2023-05-09 23:04:55 | 行ったもの(美術館・見仏)

あべのハルカス美術館 『恐ろしいほど美しい 幕末土佐の天才絵師 絵金』(2023年4月22日~ 6月18日)

 幕末から明治初期にかけて数多くの芝居絵屏風などを残した「絵金」こと土佐の絵師・金蔵の魅力を代表作の数々で紹介する。私は「土佐の絵金」の名前を、いつ、誰から教わったのだろう? 実は15年近く前にも同じことをつぶやいているのだが、全く記憶がない。まだネットもなかった学生時代に、何かの縁でこの絵師の存在を知って、ずっと憧れていた。2007年には赤岡の「絵金まつり」を見に行って、絵金の作品を浴びるほど見た。その後、2010年に板橋区立美術館の『諸国畸人伝』、2020年に江戸博とあべのハルカスの『奇才 江戸絵画の冒険者たち』にほんの数点だけ出ていたが、全然物足りなかった。そうしたら「絵金」を冠したこの展覧会(巡回なし)! あべのハルカスさんありがとう!!

 なお、図録冒頭の「ごあいさつ」によれば、1966年には雑誌『太陽』で特集されたのを契機に「絵金」は小説・舞台・映画になるなど一時ブームとなり、「1970年前後には東京、大阪の百貨店などで絵金展が開催されました」とある。えええ、こんな「血みどろ絵」を百貨店で展示していたのか。まあ1970年前後って、まだ大都市にも「猥雑」や「混沌」の残る時代だったかもしれない。

 会場の第1室に並んだ芝居絵屏風は、いずれも香南市赤岡町の所蔵で、よく紹介されるので、見覚えのあるものだった。第2室は「高知の夏祭り」と題して、絵金の芝居絵屏風を飾る習俗を再現。これは高知市朝倉の朝倉神社の夏祭りの屏風台である。提灯の照明が明るくなったり暗くなったりすると、絵の雰囲気が変わるのもおもしろい。

 これは香美市の八王子宮の夏の大祭。異国の妖怪・手長足長を飾りとする拝殿風の屏風台に5枚の芝居絵屏風を並べる。

 このほかにも『忠臣蔵』や『釜淵双級巴(かまがふちふたつどもえ)』(石川五右衛門が主人公)の絵馬提灯、『土佐震災図絵』『土佐年中風俗絵巻』など、私の知らなかった絵金作品をたくさん見ることができて興奮した。

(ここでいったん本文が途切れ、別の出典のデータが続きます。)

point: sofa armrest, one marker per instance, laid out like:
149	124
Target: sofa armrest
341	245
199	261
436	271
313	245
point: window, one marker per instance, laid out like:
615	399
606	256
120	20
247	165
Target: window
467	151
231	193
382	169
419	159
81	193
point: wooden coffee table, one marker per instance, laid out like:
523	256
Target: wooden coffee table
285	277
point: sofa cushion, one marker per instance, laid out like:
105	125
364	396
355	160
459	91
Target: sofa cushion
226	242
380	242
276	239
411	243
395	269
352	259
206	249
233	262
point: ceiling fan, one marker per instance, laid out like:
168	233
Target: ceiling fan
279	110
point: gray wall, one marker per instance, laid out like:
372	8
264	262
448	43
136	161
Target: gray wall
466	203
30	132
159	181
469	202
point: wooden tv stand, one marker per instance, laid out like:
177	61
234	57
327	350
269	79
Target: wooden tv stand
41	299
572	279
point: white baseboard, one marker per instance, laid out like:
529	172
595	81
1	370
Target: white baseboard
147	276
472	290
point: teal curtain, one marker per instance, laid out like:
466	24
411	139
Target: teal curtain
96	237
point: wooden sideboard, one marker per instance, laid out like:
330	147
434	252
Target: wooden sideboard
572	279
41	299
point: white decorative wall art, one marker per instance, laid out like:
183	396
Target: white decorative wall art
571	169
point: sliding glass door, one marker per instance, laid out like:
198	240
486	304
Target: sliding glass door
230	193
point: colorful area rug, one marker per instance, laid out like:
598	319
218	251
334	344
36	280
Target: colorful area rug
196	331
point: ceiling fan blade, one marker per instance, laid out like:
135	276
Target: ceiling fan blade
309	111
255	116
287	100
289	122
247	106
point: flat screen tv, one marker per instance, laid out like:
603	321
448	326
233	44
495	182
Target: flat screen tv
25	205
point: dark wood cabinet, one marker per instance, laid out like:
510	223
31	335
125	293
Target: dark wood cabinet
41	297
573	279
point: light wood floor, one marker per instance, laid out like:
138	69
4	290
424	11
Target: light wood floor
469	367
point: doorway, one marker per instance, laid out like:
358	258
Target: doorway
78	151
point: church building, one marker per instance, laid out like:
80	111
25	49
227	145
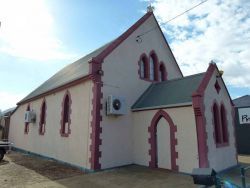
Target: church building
128	103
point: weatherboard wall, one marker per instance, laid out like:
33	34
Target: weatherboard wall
183	118
73	149
121	78
222	157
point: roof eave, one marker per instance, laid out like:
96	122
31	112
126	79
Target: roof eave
59	88
163	106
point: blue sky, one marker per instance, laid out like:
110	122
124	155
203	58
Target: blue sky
38	38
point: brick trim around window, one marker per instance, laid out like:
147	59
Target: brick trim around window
162	71
154	56
65	131
220	141
144	59
42	123
26	125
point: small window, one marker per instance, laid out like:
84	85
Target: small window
163	73
65	122
224	124
42	119
143	67
216	120
151	68
26	126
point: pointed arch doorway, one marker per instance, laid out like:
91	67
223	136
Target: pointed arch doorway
162	142
163	147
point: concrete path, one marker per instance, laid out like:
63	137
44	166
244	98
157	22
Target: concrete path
19	170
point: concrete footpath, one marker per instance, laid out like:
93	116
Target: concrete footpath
21	170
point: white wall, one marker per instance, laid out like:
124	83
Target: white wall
183	118
222	157
73	149
121	78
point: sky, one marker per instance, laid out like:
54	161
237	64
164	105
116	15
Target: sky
38	38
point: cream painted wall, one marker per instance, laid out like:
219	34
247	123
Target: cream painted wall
223	157
73	149
183	118
121	78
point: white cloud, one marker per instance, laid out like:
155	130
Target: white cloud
218	30
28	31
9	99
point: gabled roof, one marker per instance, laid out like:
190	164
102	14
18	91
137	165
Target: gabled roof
8	111
80	68
176	92
243	101
70	73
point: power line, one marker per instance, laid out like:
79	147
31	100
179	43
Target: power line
172	18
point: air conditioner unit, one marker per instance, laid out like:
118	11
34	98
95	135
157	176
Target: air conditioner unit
30	117
116	105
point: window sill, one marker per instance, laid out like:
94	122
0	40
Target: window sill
220	145
64	134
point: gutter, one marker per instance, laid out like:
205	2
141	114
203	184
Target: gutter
163	106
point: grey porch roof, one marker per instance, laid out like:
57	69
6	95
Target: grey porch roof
71	72
243	101
169	93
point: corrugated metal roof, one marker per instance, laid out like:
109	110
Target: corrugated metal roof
172	92
72	72
243	101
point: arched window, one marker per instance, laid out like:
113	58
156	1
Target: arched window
66	110
163	73
42	119
153	67
143	67
26	126
224	124
216	120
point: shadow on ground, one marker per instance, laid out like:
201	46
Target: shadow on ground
48	168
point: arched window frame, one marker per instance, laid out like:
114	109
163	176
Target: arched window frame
153	66
216	123
143	74
42	122
224	128
162	72
26	125
65	115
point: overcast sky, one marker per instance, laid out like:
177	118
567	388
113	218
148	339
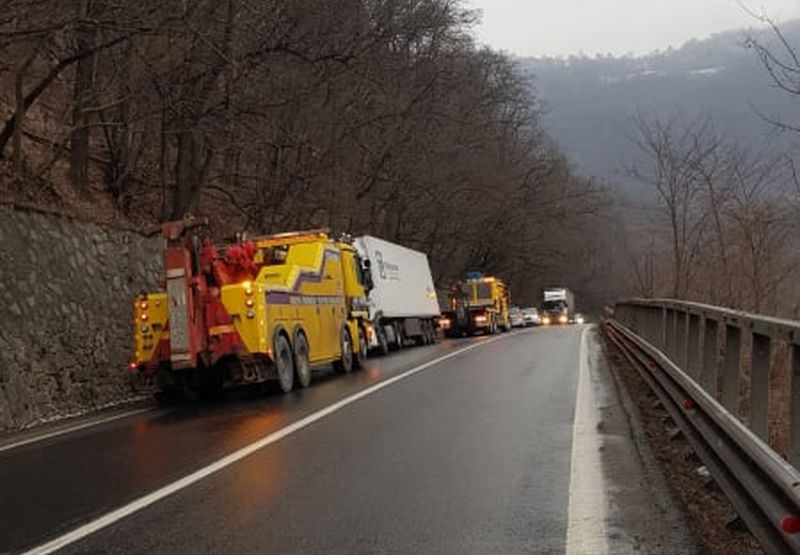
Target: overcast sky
562	27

 10年~15年前に私が絵金の芝居絵屏風を見たときは、視覚的なカッコよさに一目惚れしたのだが、細々と歌舞伎や文楽を見続けてきたおかげで、あの狂言のあの場面、この人物をこう描くのね、という理解が、むかしより進んだように思う。やはり芝居の筋を知っていると、どんなに陰惨で残酷な場面でも、そこに至るまでの物語が喚起されて、味わいが加わる。絵金の芝居絵、幼い子供が悲惨な目にあっているものが多いように思うのだが、これは絵金の嗜好というより、日本の(近世の)芝居に子供の悲劇が多いのかもしれない。

 本展には、絵金ふうの芝居絵や武者絵を残した絵師たちも紹介されており、河田小龍の作品もあった。図録には「土佐における江戸末まら明治初期の地芝居の状況について」(藤村忠範)という興味深い論考もあり(これから読む)、資料として「明治初期高知歌舞伎興行年表」も付いている。会場で貰った『高知 絵金に出会えるガイドブック2023』(創造広場「アクトランド」他)には、芝居絵屏風を見ることのできる施設・祭礼の情報がまとまっていて便利。高知、近いうちに行かなくちゃ。